Advocates say the city’s Department of Correction has been struggling to provide adequate reentry services and programs to detainees at Rikers Island.
This started when the DOC ended its $17 million contract with five nonprofits that had initially been doing the work. Instead, the agency decided to provide the programming itself.
However, hundreds of detainees have since received less access to these programs than before, according to the Mayor’s Management Report.
Earlier this year, the Adams administration announced it would dedicate $14 million to the DOC to restore some programming, but advocates and critics say this is too little too late.
The CEO of the Fortune Society, Stanley Richards, who is formerly incarcerated and recently worked at the Department of Correction, and Jonathan Monsalve, the interim president and CEO of the Osborne Association, sat down with Errol Louis on “Inside City Hall” Thursday to talk more about the work their nonprofits do and why it’s necessary that funding be restored.

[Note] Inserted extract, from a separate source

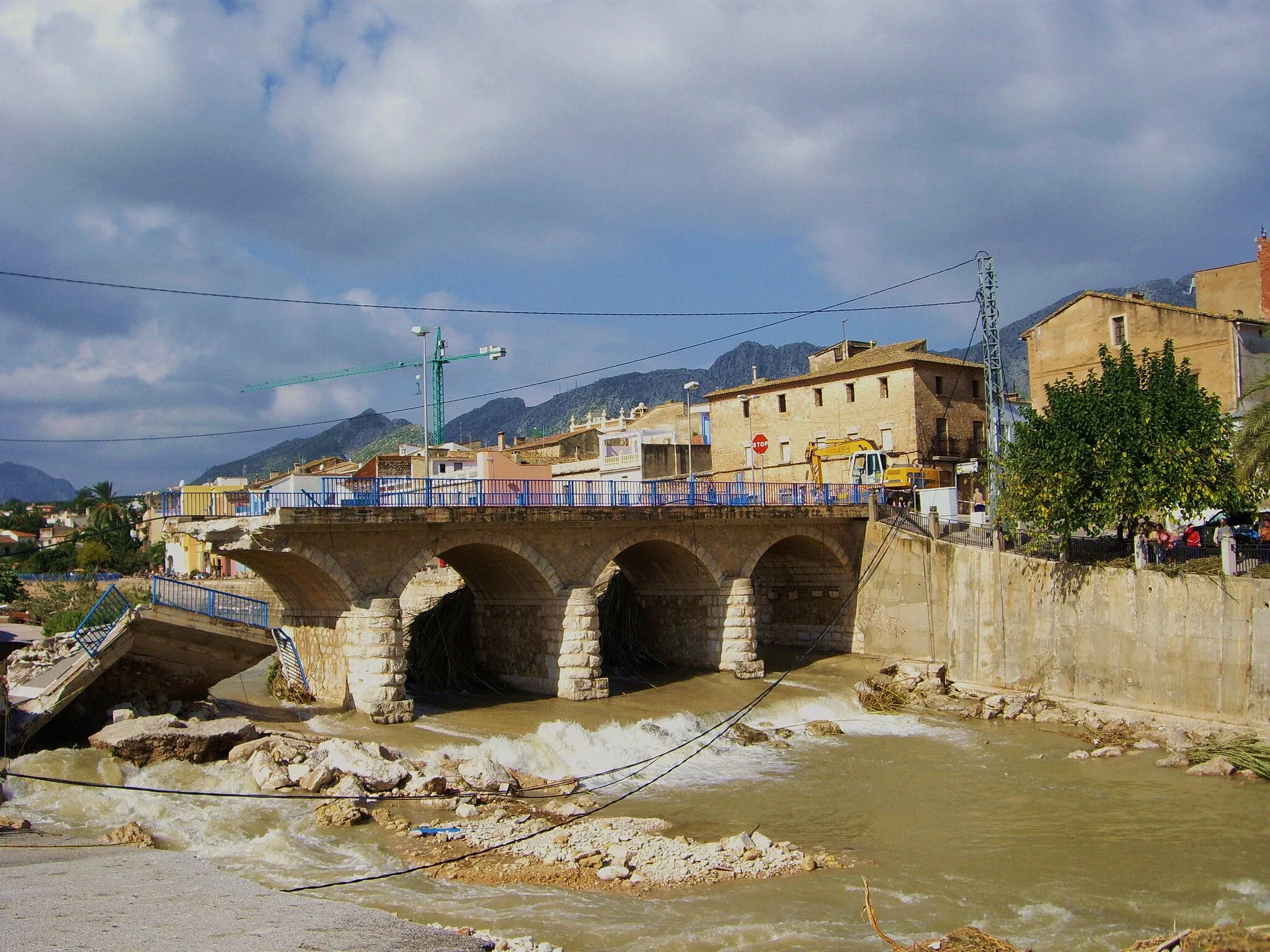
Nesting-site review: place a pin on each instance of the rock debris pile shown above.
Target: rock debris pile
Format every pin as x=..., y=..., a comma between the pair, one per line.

“When people engage to a point where they have some hope that tomorrow is going to be better than today, that the future is going to be better than their past, that breeds a kind of calmness,” Richards said. “Without those services, people are feeling disconnected, people are feeling hopeless. And when people feel hurt, hurt people hurt.”
“A lot of what we do is geared toward supporting people while they’re in the inside, but also when they come home,” Monsalve said. “We’re from these communities, and we want to make sure that we’re there to help them transition back to the community successfully when they’re able to come home.”